The key development is that, where a dispute as to a third party’s compliance with an obligation to arbitrate arises, this is a dispute which falls within the scope of an arbitration clause. An assertion of rights by a third party under a contract containing an arbitration clause will mean that the third party is bound by the arbitration clause regardless of whether the dispute that arises relates to the substantive dispute under the contract or compliance with the arbitration agreement itself. The third party is under an “equitable obligation” to recognise that a right to arbitrate includes the total impact of the arbitration. In other words, where the “conditional benefit” principle applies, the jurisdiction of the arbitrator extends beyond determining the arbitration claim, to the grant of relief to the contractual party, where the non-contractual party fails to comply with the arbitration agreement.
The Powers of an Arbitrator to Grant Injunctive Relief
The arguments raised by Spain on the remedies available to the Insurance Association (club) in EWHC 1582 raised interesting questions on novel and developing areas of law. Although Henshaw J ultimately held that these were matters for the arbitrator in the first instance, the court provided a (limited) indication of its views when deciding whether the club had a good arguable case.
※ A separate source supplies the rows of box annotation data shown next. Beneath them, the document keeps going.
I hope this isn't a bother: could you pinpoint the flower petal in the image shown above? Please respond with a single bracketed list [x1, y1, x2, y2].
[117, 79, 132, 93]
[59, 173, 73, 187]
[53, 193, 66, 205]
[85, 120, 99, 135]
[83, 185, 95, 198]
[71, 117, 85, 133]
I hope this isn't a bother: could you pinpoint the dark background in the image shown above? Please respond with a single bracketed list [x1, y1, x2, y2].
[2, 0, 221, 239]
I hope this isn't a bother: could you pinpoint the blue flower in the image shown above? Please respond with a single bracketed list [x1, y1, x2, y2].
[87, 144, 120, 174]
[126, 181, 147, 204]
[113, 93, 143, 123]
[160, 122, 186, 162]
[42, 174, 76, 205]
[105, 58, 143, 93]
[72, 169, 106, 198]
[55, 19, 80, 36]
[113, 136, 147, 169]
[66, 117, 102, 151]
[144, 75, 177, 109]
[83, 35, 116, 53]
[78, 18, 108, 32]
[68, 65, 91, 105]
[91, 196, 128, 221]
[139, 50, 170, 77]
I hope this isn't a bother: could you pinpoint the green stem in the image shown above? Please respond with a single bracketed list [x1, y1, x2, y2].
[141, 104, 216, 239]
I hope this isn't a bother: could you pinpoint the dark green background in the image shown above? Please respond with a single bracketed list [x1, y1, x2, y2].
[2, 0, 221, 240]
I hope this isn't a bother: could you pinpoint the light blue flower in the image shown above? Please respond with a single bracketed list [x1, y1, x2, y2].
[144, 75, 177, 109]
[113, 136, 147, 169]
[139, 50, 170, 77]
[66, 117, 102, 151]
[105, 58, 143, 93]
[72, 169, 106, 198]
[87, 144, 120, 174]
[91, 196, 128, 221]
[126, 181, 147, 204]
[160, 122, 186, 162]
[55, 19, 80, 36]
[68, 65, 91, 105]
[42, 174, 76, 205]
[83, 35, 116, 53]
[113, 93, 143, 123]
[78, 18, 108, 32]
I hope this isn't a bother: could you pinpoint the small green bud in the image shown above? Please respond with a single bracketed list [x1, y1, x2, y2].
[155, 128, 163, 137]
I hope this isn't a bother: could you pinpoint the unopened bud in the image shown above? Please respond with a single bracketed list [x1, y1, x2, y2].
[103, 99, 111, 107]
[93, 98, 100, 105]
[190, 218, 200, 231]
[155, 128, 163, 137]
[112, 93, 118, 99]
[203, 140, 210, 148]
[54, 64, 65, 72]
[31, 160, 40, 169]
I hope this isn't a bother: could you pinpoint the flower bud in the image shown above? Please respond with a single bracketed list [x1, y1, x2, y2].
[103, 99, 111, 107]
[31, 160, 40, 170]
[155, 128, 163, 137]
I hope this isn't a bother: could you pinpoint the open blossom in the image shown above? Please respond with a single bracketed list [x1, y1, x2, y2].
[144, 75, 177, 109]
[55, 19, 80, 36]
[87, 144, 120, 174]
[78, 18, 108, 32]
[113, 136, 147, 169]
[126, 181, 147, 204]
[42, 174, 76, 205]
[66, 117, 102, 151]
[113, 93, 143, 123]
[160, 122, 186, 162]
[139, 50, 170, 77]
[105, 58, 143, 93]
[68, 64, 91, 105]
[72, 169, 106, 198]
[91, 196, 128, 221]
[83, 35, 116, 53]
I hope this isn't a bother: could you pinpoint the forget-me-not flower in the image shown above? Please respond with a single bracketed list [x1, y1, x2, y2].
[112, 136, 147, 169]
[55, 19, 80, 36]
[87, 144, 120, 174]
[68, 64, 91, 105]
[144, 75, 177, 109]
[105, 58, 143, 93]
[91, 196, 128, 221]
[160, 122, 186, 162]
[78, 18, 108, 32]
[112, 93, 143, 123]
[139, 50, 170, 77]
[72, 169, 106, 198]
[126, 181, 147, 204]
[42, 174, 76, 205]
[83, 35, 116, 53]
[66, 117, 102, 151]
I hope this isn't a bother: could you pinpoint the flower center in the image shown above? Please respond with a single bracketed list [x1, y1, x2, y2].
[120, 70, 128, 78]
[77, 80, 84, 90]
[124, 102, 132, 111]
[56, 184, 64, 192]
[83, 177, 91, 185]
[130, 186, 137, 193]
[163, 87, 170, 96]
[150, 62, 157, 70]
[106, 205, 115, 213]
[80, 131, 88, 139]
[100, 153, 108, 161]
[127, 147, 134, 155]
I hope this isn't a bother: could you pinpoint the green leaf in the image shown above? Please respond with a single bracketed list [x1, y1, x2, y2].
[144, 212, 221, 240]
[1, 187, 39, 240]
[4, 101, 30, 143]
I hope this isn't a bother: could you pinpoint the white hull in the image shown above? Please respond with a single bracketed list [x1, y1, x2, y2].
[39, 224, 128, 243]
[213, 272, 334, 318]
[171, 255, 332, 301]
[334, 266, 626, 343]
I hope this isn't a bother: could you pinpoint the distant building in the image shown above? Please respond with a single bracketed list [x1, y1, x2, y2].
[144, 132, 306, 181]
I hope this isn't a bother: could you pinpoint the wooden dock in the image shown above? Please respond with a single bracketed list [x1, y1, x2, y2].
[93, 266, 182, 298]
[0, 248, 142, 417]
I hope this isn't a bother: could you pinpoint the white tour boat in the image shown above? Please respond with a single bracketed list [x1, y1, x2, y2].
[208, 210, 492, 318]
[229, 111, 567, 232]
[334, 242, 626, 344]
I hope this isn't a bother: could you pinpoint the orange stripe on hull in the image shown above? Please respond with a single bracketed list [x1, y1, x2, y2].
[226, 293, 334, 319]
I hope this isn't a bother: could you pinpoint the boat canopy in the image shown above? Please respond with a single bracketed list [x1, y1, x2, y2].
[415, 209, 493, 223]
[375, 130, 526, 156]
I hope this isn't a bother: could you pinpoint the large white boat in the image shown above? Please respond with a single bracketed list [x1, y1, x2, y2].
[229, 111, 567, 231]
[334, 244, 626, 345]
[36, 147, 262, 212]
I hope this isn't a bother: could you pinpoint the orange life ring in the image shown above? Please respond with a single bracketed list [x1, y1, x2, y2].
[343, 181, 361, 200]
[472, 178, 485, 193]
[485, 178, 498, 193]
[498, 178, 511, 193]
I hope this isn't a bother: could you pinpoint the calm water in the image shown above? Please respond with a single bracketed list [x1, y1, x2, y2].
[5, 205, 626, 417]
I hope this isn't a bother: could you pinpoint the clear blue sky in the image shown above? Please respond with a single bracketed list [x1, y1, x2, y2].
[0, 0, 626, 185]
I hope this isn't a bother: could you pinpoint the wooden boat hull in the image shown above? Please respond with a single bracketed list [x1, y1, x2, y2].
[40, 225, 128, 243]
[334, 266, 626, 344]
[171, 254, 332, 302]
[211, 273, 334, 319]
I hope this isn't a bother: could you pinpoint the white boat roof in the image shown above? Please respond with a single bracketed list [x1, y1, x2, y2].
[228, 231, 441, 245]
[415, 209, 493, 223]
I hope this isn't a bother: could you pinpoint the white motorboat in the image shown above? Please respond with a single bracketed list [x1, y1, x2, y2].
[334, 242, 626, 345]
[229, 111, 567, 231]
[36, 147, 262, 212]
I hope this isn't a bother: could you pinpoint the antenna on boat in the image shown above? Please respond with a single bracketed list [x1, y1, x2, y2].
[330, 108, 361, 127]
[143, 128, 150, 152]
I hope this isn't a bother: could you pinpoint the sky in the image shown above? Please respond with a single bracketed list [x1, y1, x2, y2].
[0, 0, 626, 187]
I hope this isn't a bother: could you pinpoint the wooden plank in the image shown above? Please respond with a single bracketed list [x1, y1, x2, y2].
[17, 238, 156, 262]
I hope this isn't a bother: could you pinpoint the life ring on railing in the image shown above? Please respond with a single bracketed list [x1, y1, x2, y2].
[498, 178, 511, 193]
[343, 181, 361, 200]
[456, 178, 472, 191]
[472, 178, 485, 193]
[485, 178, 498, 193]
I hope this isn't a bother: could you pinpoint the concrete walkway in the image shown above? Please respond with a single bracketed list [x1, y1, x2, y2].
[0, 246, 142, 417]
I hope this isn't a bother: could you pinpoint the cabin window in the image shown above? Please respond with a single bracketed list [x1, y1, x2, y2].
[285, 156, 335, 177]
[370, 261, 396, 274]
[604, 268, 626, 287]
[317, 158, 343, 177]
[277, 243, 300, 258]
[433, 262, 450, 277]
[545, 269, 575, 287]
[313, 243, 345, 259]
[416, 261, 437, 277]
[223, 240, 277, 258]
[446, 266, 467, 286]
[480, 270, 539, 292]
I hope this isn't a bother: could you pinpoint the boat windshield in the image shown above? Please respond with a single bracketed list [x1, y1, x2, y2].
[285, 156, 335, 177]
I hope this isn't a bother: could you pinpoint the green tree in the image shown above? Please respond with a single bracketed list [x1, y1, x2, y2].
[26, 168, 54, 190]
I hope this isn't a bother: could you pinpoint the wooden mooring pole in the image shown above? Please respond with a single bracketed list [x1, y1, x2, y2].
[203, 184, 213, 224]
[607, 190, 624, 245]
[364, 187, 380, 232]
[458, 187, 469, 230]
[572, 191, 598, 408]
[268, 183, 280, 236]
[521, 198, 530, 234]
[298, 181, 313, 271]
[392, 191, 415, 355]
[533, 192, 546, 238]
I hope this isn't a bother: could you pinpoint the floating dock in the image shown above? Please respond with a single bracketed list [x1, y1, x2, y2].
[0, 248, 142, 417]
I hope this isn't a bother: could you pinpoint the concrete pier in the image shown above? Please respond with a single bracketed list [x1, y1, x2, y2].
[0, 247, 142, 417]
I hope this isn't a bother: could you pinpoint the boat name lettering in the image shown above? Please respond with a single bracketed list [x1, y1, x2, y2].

Spain had argued that section 13 of the SIA alongside section 48 of the Arbitration Act 1996 (AA 1996) provided that an arbitrator was not able to grant an injunction against a state. The court held that the better view was that section 13 governed the exercise but not the existence of a court’s powers to grant an injunction and that section 48 of the AA 1996 allowed an arbitrator to grant an injunction against a state. The view was supported by policy considerations. In particular, the court held that the grant of anti-suit relief by an arbitral tribunal was much less likely (if at all) to impinge upon the par in parem principle (the principle that one sovereign power cannot exercise jurisdiction over another sovereign power) by setting states up against one another. Since there was a good arguable case that the arbitral tribunal could grant an injunction, it followed that there was a good arguable case that it could grant damages in lieu of an injunction.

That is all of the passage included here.